PEN/Faulkner Award 2001: Complete list of winners
Philip Roth’s The Human Stain claimed the 2001 PEN/Faulkner Award for Fiction, cementing the novel’s place among the year’s most celebrated works. The award, one of the nation’s most prestigious honors for American fiction, recognized Roth’s unflinching examination of identity, secrecy, and moral complexity in late-20th-century America. The Human Stain, the first book in what would become known as Roth’s American trilogy, had already garnered significant critical acclaim for its ambitious scope—following a classics professor forced to confront his hidden past when a careless remark upends his carefully constructed life.
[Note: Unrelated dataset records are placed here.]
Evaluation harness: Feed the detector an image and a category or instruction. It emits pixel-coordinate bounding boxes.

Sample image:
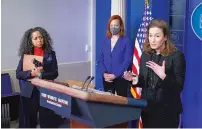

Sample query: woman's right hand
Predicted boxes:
[31,67,43,77]
[123,71,138,85]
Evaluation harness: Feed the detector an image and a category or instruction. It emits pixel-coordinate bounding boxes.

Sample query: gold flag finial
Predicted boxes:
[145,0,149,6]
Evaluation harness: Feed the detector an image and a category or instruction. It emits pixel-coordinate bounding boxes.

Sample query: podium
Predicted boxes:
[30,78,147,128]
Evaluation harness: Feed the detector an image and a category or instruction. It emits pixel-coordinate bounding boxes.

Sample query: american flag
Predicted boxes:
[130,0,153,128]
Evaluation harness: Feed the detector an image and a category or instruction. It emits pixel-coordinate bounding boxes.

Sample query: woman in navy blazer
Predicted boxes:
[98,15,133,96]
[16,27,60,128]
[124,20,186,128]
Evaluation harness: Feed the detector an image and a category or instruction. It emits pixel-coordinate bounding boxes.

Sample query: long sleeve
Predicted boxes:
[97,40,107,74]
[98,45,107,74]
[160,52,186,92]
[114,39,133,78]
[16,56,31,80]
[41,51,58,80]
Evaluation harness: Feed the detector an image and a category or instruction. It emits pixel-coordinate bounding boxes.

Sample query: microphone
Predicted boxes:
[81,76,90,89]
[86,76,95,91]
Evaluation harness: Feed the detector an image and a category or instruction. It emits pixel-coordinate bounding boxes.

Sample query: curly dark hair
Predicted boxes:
[18,27,53,56]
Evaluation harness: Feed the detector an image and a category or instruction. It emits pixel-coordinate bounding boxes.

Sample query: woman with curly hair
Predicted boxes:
[16,27,60,128]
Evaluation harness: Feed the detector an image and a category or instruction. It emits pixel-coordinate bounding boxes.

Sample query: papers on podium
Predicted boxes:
[72,85,114,95]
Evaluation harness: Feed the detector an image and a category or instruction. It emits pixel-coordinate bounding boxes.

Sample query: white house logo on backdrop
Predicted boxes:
[191,3,202,40]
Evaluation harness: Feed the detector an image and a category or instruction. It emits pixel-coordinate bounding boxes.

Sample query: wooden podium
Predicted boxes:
[30,78,147,128]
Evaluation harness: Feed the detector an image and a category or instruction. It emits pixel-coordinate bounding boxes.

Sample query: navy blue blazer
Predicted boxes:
[16,51,58,98]
[97,36,133,78]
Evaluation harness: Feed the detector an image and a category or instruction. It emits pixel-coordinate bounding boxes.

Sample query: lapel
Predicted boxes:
[110,37,121,54]
[106,38,112,55]
[154,56,165,86]
[143,54,151,84]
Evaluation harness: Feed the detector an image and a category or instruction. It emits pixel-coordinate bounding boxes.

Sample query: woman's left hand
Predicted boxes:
[146,60,166,80]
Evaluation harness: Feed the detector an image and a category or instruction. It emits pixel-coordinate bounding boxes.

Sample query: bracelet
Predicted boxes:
[39,73,42,78]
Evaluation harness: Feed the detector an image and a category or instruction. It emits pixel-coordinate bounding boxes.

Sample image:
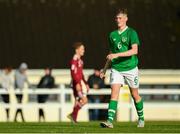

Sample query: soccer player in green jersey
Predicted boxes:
[100,9,145,128]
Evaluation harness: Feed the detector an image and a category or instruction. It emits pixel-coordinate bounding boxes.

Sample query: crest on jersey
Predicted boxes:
[121,37,127,42]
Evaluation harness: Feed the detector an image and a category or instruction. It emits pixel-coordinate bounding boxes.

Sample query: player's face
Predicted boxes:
[77,45,85,56]
[115,13,128,27]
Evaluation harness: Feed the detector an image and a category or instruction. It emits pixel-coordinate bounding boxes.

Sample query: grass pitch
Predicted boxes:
[0,121,180,133]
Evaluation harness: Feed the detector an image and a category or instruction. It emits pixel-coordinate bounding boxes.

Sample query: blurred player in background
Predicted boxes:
[100,9,144,128]
[67,42,89,123]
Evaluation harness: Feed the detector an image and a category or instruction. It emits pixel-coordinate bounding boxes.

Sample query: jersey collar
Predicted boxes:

The PEN/Faulkner Award, named after the Nobel Prize–winning novelist and bestowed annually by the PEN/Faulkner Foundation, has long championed literary excellence over commercial success. Roth’s selection underscored the award’s commitment to recognizing bold, intellectually rigorous fiction that grapples with the American condition. At a moment when literary culture was beginning to shift in the early 2000s, the recognition of The Human Stain affirmed that serious, psychologically complex novels still held a place of honor among America’s literary institutions.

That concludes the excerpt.